Figure 2: CSTS decomposes tasks into subtasks, generating and assessing diverse candidate skills; selected nodes form a tree-structured compositional skill plan.
Structured skill composition in CSTS directly mitigates fragmentation, enabling long-horizon orchestration and dependency management. Diversity is achieved by aggregating heterogenous trajectories, while transferability is enforced via explicit cross-model rollout validation. CSTS produces skill-augmented data for supervised fine-tuning; the skill path for each task is an ordered sequence of maximally scored skills.
Collective Skill Reinforcement Learning
To avoid suboptimal convergence to homogeneous or single-skill strategies, Collective Skill Reinforcement Learning (CSRL) is introduced. CSRL operates over skill-conditioned trajectory groups for each subtask, employing group-relative policy optimization: advantages are computed across all candidate skills’ rollouts, normalizing via cross-skill group statistics. This paradigm encourages competitive selection among candidate skill-conditioned strategies and constrains the policy to adaptively fit effective procedural variants.
The CSRL objective extends the GRPO-style loss to action-level optimization across collective skill groups, amplifying the likelihood of actions from rollouts demonstrating relative merit and suppressing ineffective behaviors. This directly translates skill diversity into actionable policy improvement, augmenting agent robustness and flexibility.
Empirical Results and Analysis
QwenClawBench
OpenClaw-Skill demonstrates consistent improvements on QwenClawBench across all evaluated Qwen backbones. For instance, OpenClaw-Skill 9B achieves a 10.4-point gain over vanilla Qwen3.5-9B, with notable improvements in categories demanding long-horizon tool use and execution feedback (SVM: 33.2→70.9; CS: 30.2→78.4). The ablation study reveals incremental gains from CSN-Gen, CSN-Assess, and full CSRL, substantiating that both collective skill construction and reinforcement learning are necessary for maximal agentic performance.
PinchBench
OpenClaw-Skill outperforms corresponding Qwen baselines on both the original and expanded PinchBench benchmarks. For the 123-task setting, OpenClaw-Skill 9B boosts the best score from 61.1 to 68.2 and the average score from 47.1 to 53.6. Smaller backbones also benefit substantially, showing improvements in average execution robustness and peak performance.
Ablation
Incremental addition of CSN-Gen, CSN-Assess, and CSRL yields monotonic performance gains, underscoring the necessity of each component. Diverse skills (CSN-Gen) improve procedural coverage; judge-based skill selection and transfer validation (CSN-Assess) filter noise and enhance generalizability; reinforcement learning via CSRL further optimizes agentic performance over the composite skill space.

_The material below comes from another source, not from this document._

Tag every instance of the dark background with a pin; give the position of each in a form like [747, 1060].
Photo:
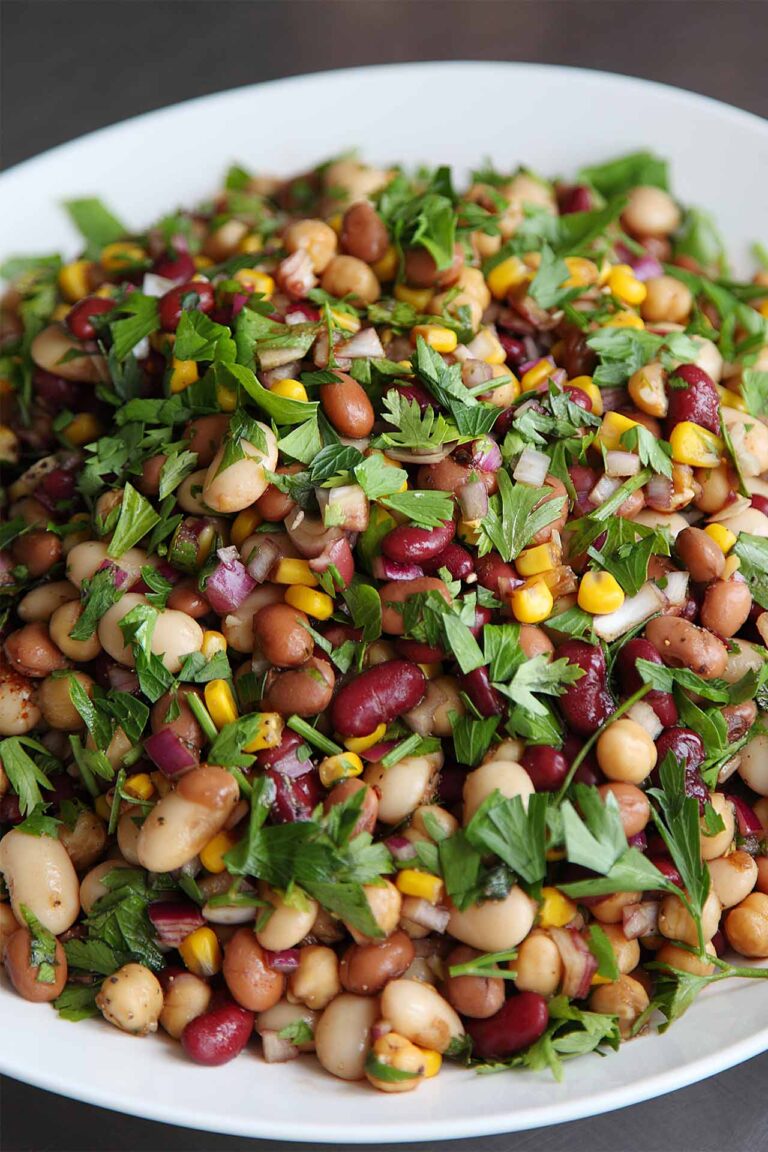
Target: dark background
[71, 66]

Implications and Prospects
The CSTS paradigm represents a shift toward leveraging collective intelligence and explicit task decomposition for scalable, generalizable agentic skill construction. Practically, the framework reduces manual intervention, enhances procedural diversity, and improves transferability across heterogeneous LLM backbones. Theoretically, it aligns skill construction with structured search and compositional reasoning, facilitating hierarchical policy learning and adaptive execution.
Future developments may include integration of CSTS with larger, multimodal LLMs, automatic discovery and refinement of novel skills via unsupervised or meta-learning paradigms, and cross-environment skill transfer. The explicit use of collective evaluation and transfer in skill selection suggests directions for federated agent training and robust cross-domain adaptation.
Conclusion
OpenClaw-Skill establishes a unified, automatic skill construction and training pipeline for agentic LLMs, built on Collective Skill Tree Search and reinforced via skill-conditioned group relative optimization. Systematic empirical evidence demonstrates substantial improvements in long-horizon planning, tool use, and execution robustness. The paper represents a rigorous advance in compositional, transferable skill acquisition for LLM agents, with broad implications for scalable agentic autonomy.